The most important thing is just to do the right thing protocols and they are not hard. Sadly too many fools in the world for that. Keeping medical infrastructure intact these are the people we should be protecting with easy to follow effective protocols. In the end it is just respect not much of that around either.
 
https://www.infobae.com/america/the...pagando-otra-pandemia-y-no-es-el-coronavirus/

This is an interesting take on the unintended consequences of devoting so much effort and resources to fighting COVID which so far this year has killed 700,000 worldwide.

Over 80% of treatment programs for tuberculosis have been interrupted. TB is the world's deadliest infectious disease which already kills about 1,5 million people every year. The interruption and barriers to treatment as a result of the fight against COVID are increasing the transmission of the disease and risking more drug resistant strains taking hold. For centuries TB used to account for 20-25% of all deaths in Europe until the use of antibiotics and other treatments in the early 20th century, while now days deaths are overwhelmingly focused in the poorest corners of the world.
Other diseases such as HIV and Malaria are also in the spotlight.

"According to one calculation, a three-month closure in different parts of the world and a gradual return to normal over ten months could result in an increase of 6.3 million cases of tuberculosis and 1.4 million of deaths from this disease.

"A six-month interruption of antiretroviral therapy could lead to more than 500,000 additional deaths from HIV-related illness, according to the WHO. Another WHO model predicted that, in the worst case, deaths from malaria could double to 770,000 per year ."
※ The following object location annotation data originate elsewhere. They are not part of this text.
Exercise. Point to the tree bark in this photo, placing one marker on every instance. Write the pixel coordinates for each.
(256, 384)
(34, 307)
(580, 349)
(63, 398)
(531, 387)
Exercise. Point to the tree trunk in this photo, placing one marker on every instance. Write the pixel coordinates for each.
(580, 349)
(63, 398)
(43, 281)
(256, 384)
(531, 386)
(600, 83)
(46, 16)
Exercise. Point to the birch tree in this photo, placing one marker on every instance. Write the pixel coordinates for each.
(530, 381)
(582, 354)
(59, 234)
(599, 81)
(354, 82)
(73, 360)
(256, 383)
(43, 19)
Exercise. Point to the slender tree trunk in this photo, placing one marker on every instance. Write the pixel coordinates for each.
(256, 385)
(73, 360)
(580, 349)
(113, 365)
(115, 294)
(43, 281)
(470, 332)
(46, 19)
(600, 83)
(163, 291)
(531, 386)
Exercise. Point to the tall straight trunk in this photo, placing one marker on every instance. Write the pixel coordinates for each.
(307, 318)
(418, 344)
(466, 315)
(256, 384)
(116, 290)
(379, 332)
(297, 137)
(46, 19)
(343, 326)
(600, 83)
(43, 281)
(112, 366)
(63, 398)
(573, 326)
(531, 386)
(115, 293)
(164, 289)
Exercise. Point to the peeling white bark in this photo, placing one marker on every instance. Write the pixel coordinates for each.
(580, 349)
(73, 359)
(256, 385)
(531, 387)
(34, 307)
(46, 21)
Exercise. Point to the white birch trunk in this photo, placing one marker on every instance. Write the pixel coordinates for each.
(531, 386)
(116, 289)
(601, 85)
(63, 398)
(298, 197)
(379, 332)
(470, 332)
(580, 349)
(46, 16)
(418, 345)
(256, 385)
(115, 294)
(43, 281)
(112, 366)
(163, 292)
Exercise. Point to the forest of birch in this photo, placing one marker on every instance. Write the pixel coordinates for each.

It is also interesting to look at the effect of COVID on societies in developing countries in Africa or places like Afghanistan where a third of the population are estimated to have been infected, but the reported death rates don't appear to be extraordinary (e.g. 1,200 in Afghanistan) perhaps due to the pre-existing prevalence of other equally or more deadly infectious diseases masking the true impact... raising the questions of perspective and perhaps even first-world shock at having to deal with a rampant infectious disease in first-world communities again, where rich lives are worth infinitely more than poor lives.
 
5 August 2020
Yaneer Bar-Yam: "If drastic measures had been taken, the pandemic could have been stopped"
MIT physicist and founder of EndCovid.org, coordinates a network of more than 4,000 volunteers to control the pandemic ....

 
The statistical data pertains to the US. According to the article, how coronavirus numbers should be viewed can be applied to ARG.